California drains lakes as rains fail to arrive

Tim Hearden Water released from Shasta Dam
Water is released from Shasta Dam in Northern California.
Commentary: The practice of draining California reservoirs by rote starting Oct. 1 needs to be revisited

The practice of draining California reservoirs by rote starting Oct. 1 needs to be revisited given the state's refusal to store up water for farms and cities.

Granted, there's still a few months remaining to our yet-to-arrive rainy season, but with every passing dry day in the West we're one day closer to more drought and draconian water curtailments.

The back-to-back wet years we just experienced suggest we might not want to bank on a third season of the kind of rain and snow that can quickly fill our lakes and reservoirs. Meanwhile, we continue to pour fresh water into the Pacific Ocean at an unsustainable rate.

Speaking of sustainability, the plans required under the State Groundwater Management Act come due in January, and if the meeting I recently attended is any indication the numbers may be much worse than first predicted. Worse yet, these reports will be more in line with what we think we know, rather than what we know for certain.

Fresno, Calif., water attorney Lauren Layne said California's legislative move to preserve the state's aquifers was not based on science or careful, calculated study. Instead, Sacramento's

knee jerk reaction to groundwater over pumping became an unfunded mandate that forces local agencies to find a difficult solution to California's continued refusal to collect and store fresh water for farms and cities.

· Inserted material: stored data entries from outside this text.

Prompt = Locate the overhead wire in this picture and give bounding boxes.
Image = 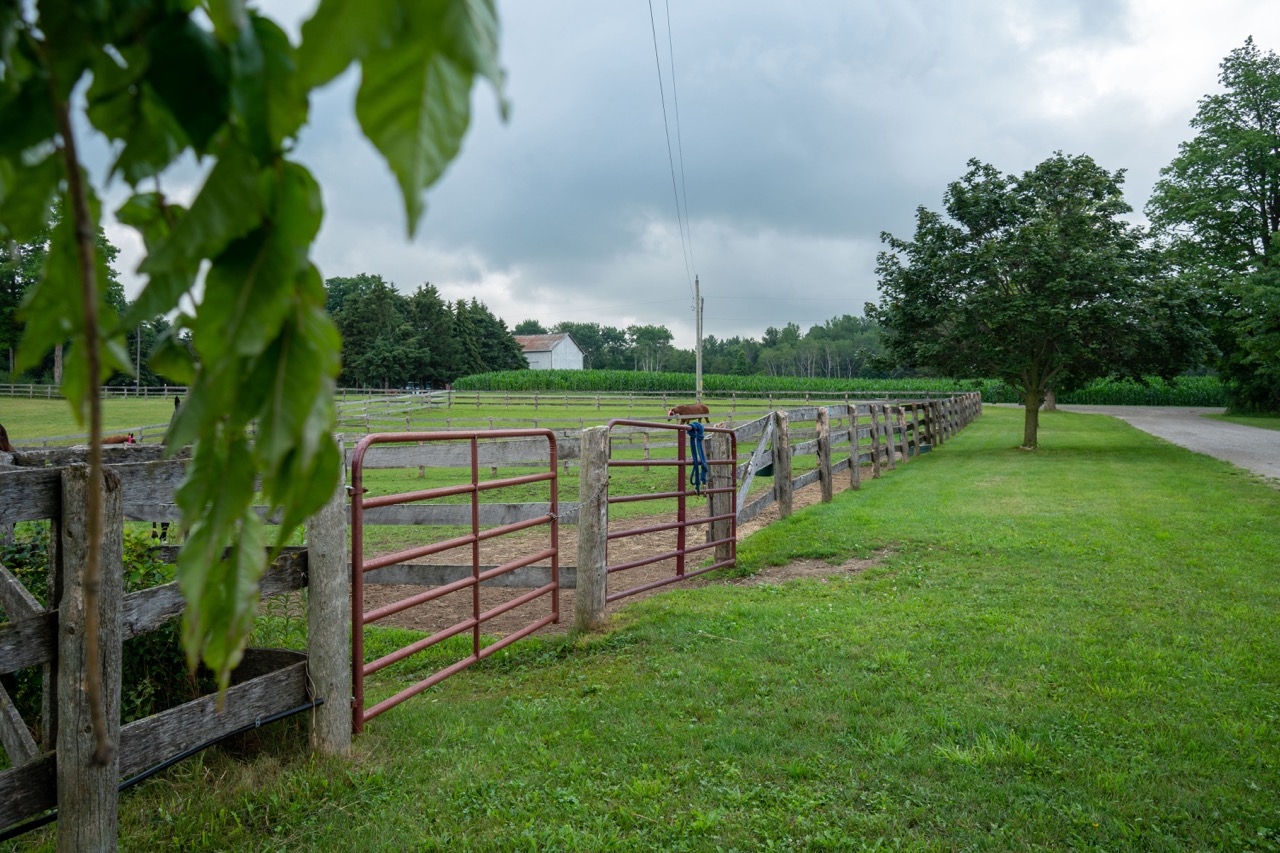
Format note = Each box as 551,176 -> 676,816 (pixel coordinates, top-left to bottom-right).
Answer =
663,0 -> 697,284
647,0 -> 696,299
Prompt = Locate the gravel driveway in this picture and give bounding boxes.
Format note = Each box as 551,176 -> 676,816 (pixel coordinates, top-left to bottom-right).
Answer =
1058,405 -> 1280,483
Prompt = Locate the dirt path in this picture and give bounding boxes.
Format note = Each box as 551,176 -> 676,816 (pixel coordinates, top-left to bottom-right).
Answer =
361,473 -> 879,639
1058,405 -> 1280,483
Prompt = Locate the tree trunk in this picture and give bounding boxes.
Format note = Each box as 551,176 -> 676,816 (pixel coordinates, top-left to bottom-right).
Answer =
54,343 -> 63,384
1044,388 -> 1057,411
1022,390 -> 1040,448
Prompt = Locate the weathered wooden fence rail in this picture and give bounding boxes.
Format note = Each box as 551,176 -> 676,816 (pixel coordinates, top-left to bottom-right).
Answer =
0,392 -> 980,846
0,444 -> 349,847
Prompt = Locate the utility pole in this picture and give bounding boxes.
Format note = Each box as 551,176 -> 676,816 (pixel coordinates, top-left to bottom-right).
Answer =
694,275 -> 703,402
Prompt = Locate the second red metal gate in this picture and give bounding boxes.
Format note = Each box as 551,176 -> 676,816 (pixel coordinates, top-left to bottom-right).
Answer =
604,420 -> 737,601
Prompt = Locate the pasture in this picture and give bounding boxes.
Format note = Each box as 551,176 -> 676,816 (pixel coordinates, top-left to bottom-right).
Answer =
8,406 -> 1277,851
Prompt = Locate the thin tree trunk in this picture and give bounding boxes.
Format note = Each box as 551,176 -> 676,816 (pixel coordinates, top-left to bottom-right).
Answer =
1023,390 -> 1040,448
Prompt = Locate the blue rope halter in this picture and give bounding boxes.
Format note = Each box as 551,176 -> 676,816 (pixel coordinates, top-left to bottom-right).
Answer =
688,421 -> 709,496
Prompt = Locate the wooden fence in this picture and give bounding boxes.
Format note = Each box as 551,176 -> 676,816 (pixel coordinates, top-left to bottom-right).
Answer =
0,444 -> 349,848
0,392 -> 979,847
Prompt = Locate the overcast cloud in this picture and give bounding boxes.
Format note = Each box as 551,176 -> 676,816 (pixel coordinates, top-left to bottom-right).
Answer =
103,1 -> 1280,348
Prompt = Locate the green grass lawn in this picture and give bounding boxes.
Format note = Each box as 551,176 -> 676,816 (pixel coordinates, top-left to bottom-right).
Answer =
1206,412 -> 1280,432
0,397 -> 180,444
9,407 -> 1280,851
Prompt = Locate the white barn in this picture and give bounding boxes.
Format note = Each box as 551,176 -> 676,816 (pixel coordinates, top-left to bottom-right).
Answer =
514,333 -> 584,370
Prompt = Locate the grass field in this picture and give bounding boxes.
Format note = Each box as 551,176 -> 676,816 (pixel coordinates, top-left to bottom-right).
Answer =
7,407 -> 1280,851
1207,412 -> 1280,432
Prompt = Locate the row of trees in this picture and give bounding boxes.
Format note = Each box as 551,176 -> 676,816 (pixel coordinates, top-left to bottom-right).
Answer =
870,38 -> 1280,446
325,274 -> 526,389
513,314 -> 890,379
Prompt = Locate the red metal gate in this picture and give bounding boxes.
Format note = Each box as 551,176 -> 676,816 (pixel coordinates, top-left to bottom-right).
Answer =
349,430 -> 559,733
605,420 -> 737,601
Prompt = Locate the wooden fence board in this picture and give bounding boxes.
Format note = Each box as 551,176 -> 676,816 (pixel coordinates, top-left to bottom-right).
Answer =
358,503 -> 579,527
0,660 -> 309,827
363,563 -> 577,589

While countries like Denmark and states like Arizona first set out to study their water resources before enacting law to ensure sustainable supplies of water for human use, California did the opposite. It wrote a law to require groundwater sustainability without bothering to define the term "sustainable", then ordered local agencies to find a solution. Paying for it would be just another challenge as the Legislature failed to provide money for the local agencies they ordered into existence.

Michael Hagman, executive director of the East Kaweah Groundwater Sustainability Agency, says those costs are steep. A one-time cost of about $1.5 million for his GSA to enact the mandated plan will be compounded by an annual cost of $850,000 to implement it.

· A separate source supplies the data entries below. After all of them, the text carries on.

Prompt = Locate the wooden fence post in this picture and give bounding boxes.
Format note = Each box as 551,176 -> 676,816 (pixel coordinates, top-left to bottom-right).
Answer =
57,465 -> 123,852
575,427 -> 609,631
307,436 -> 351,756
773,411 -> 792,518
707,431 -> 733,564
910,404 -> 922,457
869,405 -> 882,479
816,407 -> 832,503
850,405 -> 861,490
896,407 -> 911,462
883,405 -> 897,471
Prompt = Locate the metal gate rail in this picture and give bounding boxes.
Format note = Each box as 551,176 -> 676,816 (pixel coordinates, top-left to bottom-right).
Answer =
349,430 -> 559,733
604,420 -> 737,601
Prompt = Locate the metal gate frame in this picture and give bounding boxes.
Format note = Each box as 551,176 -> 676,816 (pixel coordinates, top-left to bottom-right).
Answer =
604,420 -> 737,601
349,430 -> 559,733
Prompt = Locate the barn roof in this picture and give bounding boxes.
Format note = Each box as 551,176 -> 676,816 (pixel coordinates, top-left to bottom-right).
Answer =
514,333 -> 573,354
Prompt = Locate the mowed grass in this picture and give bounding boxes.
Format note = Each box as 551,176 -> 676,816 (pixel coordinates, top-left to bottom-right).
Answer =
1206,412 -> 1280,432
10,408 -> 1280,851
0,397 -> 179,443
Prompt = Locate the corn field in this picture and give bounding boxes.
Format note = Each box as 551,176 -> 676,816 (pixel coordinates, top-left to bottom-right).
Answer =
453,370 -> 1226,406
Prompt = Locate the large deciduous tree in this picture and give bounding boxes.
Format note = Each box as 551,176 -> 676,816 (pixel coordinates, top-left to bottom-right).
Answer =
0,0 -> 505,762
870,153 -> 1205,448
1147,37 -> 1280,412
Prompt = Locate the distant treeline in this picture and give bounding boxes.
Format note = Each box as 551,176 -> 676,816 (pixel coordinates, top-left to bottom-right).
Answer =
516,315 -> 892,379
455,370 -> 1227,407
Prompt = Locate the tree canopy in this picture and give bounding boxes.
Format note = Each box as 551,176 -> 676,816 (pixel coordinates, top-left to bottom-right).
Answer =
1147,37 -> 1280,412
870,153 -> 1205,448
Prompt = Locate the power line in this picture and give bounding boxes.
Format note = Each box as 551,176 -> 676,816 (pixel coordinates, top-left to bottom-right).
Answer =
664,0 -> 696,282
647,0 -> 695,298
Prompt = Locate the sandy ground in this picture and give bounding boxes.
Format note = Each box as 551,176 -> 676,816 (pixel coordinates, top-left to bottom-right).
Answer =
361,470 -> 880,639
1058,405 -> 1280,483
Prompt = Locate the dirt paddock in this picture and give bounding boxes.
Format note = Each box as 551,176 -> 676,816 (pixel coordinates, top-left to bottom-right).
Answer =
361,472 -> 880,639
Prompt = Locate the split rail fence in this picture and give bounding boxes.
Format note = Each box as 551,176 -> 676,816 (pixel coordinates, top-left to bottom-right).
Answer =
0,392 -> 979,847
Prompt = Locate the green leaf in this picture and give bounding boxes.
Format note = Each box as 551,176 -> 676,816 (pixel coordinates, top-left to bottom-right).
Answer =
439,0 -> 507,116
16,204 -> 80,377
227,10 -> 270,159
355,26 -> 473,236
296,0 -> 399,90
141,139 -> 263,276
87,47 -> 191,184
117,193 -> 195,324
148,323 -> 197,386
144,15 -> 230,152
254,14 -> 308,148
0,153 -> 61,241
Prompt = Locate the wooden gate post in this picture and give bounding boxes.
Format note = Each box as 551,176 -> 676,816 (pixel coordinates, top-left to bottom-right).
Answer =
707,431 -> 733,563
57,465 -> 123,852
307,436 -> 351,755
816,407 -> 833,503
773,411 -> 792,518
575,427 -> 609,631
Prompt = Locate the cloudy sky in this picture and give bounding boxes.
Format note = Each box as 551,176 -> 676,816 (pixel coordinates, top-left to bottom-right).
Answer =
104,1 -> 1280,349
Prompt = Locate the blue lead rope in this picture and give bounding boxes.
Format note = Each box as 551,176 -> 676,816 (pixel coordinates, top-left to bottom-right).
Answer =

Local agencies can assess property to cover these costs, but only after securing landowner permission. The state didn't write the same rules for itself. Should California decide a GSA plan to reach sustainability is insufficient, it has the right to take over that region's water supply and tax residents whatever it chooses to implement it.

All this portends a significant fallowing of arable land in California. Estimates currently peg agricultural land retirements could reach one million acres, based on the need to curb upwards of two million-acre feet of groundwater pumping each year.

California's continued refusal to collect and store additional fresh water for farms and cities, thereby returning California to its pre-industrial condition, will surely compound the state's ability to collect taxes as businesses dry up and property values decline.